By Kimberly Bedeau
Often, contingent workforce managers feel like the staffing industry’s unsung heroes. We are often tasked with managing a supplier base that has felt as if the word partnership was synonymous with autocracy, ensuring strategic alignment of all things staff augmentation per corporate mission edict, program adoption by engagement managers that were more pleased with the process before the program office adopted a center lead model completed with a refreshed preferred supplier list which really just made the hiring of temps more convoluted, and the list can go on infinitely.
It’s not uncommon for the CW manager to get a call on late Friday afternoon from a manager wanting to start 20 staff augmentation workers within two weeks. This late afternoon call immediately kicks off a flurry of emails and calls to the supplier representatives — delaying until Monday is not an option.
We live to raise the visibility of our program, increase headcount/program spend, drive business to our preferred suppliers and add that one last bullet point to be included in our performance review discussion.
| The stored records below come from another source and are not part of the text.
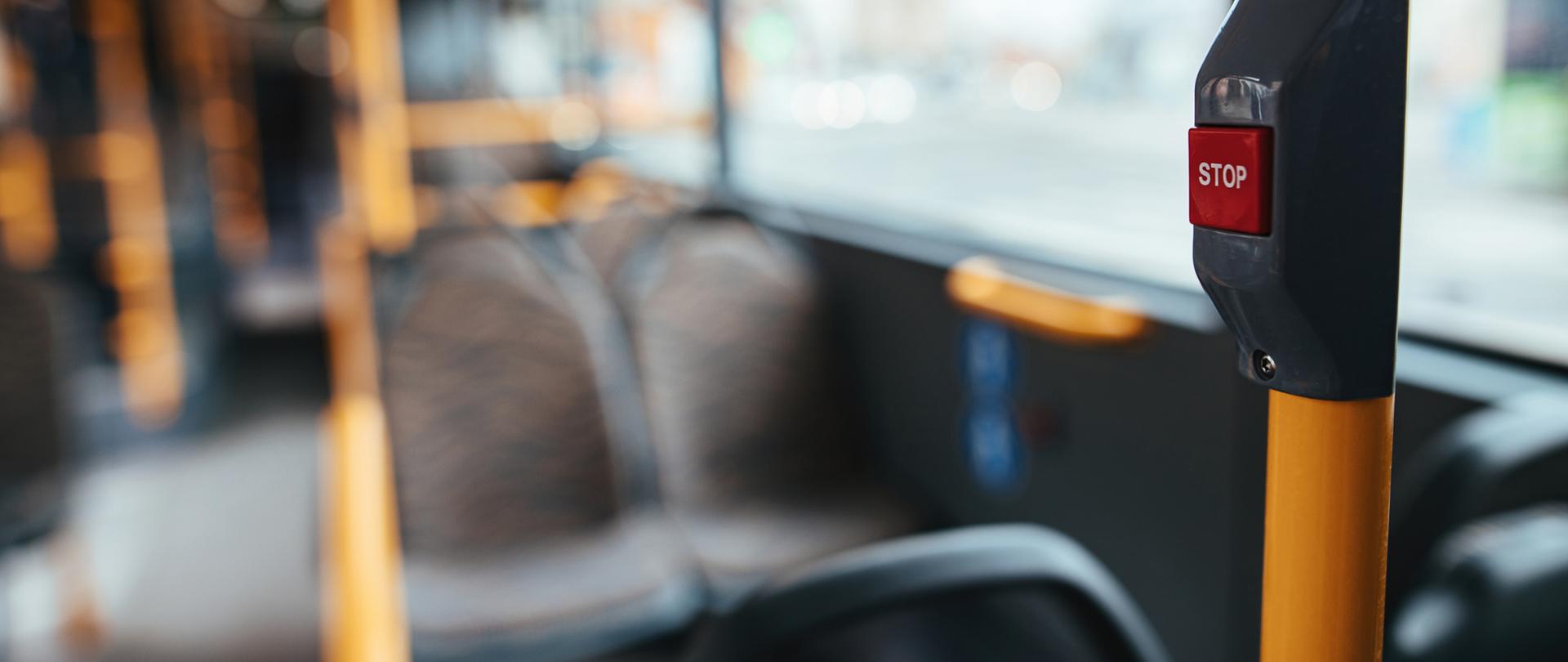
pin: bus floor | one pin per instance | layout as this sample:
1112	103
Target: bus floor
196	549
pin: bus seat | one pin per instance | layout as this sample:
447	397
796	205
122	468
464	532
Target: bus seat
756	458
524	535
32	440
1004	593
1490	462
1498	590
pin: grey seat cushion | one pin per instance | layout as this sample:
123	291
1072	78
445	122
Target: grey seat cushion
560	598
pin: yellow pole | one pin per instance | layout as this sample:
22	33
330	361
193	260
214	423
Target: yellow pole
146	331
1325	529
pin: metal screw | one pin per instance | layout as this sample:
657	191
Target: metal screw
1264	366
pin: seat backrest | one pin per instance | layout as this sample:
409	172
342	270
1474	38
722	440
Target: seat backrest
1496	590
494	414
1490	462
729	331
32	436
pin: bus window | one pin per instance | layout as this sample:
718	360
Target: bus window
1058	131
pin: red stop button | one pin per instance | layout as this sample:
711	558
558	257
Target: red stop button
1228	177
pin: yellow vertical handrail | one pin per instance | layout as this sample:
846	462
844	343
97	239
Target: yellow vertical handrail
138	256
363	585
363	602
214	68
27	211
1325	529
378	189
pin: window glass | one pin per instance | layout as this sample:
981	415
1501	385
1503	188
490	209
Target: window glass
1060	129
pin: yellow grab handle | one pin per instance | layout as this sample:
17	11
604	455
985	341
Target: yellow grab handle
1325	529
363	570
980	286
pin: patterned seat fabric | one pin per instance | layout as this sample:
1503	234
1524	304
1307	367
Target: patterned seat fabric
755	455
519	532
494	418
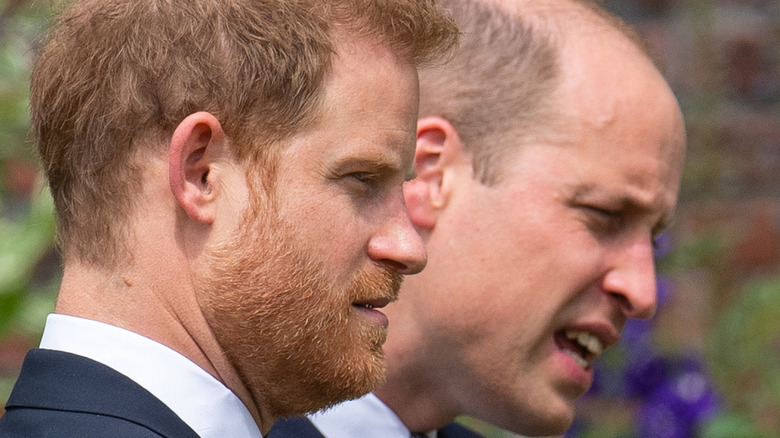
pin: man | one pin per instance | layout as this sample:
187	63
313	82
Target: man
227	177
549	154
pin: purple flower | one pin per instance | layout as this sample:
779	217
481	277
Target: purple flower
676	407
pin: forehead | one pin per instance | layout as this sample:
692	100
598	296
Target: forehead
368	109
619	134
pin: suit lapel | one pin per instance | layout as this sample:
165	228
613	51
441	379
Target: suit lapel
61	381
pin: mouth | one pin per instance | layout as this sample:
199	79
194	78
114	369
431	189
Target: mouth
372	304
369	310
583	346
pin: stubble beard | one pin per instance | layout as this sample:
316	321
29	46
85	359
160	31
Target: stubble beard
291	333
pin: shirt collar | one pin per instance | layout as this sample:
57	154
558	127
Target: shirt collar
200	400
366	416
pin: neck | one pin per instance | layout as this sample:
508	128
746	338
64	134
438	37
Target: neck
162	307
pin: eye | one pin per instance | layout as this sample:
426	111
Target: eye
363	184
602	219
367	178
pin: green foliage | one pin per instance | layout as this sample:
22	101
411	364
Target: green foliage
26	219
744	352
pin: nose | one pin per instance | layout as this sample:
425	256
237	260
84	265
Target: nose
397	245
631	280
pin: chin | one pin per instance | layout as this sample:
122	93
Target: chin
535	423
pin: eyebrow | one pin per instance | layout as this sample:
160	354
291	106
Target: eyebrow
376	163
624	202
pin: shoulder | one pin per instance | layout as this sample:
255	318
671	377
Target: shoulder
60	424
455	430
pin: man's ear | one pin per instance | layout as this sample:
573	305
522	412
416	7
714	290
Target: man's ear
196	144
438	148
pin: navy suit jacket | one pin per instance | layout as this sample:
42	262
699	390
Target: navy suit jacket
301	427
62	395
So in a case like this where a full hiring lifecycle includes entering the requirement in our requisitioning tool, routing it a through approvals, releasing it to our preferred suppliers, allowing suppliers to source candidates, reviewing the résumés, coordinating interviews, collecting and disseminating feedback, making offers, negotiating rates if needed, and receiving background clearance that two-week lead time may feel like two days.
Hold a Hiring Event
Here’s how we stay prepared for such scenarios: we hold recurring “Hiring Events” — a collaborative event showcasing a rotating subset of our preferred suppliers that have shown a commitment to the program and flexibility with the program office.
The goal is to take this alternative sourcing approach to fill multiple (or similarly grouped) “staff augmentation” contractor positions. And with all other placements we need to fill in the least amount of time with the best talent.
Two critical factors for success in these events are: An understanding of what the engagement manager(s) will be responsible for as well a commitment to follow through as per the projected timeline, and selection of suppliers that can service the commodity and skill set with a robust recruiting engine to source quality candidate often for hard to fill the assignments in within the allotted timeframe.
This alternative sourcing method has become very popular with our preferred suppliers as well — to the point that some suppliers have begun proposing a hiring event to managers. The program office or designated managed service provider will develop a timeline, select a subset of the preferred suppliers, lead a supplier conference call, often with the engagement manager present, manage the interview day or days as there may be successive interview dates, determine a deadline for submissions, review resumes and schedule interviews, gather candidate feedback and debriefing with hiring manager and CRM representative, and extended offers to the candidate’s agency.
We have facilitated in numerous hiring events staffing a considerable number of contingent workers in 2013 alone. Through aggressive yet reasonable timelines, these events helped our end clients meet their project deadlines. This is just good business.
Kimberly Bedeau is program manager, contingent resource management | global sourcing and procurement services, for AIG.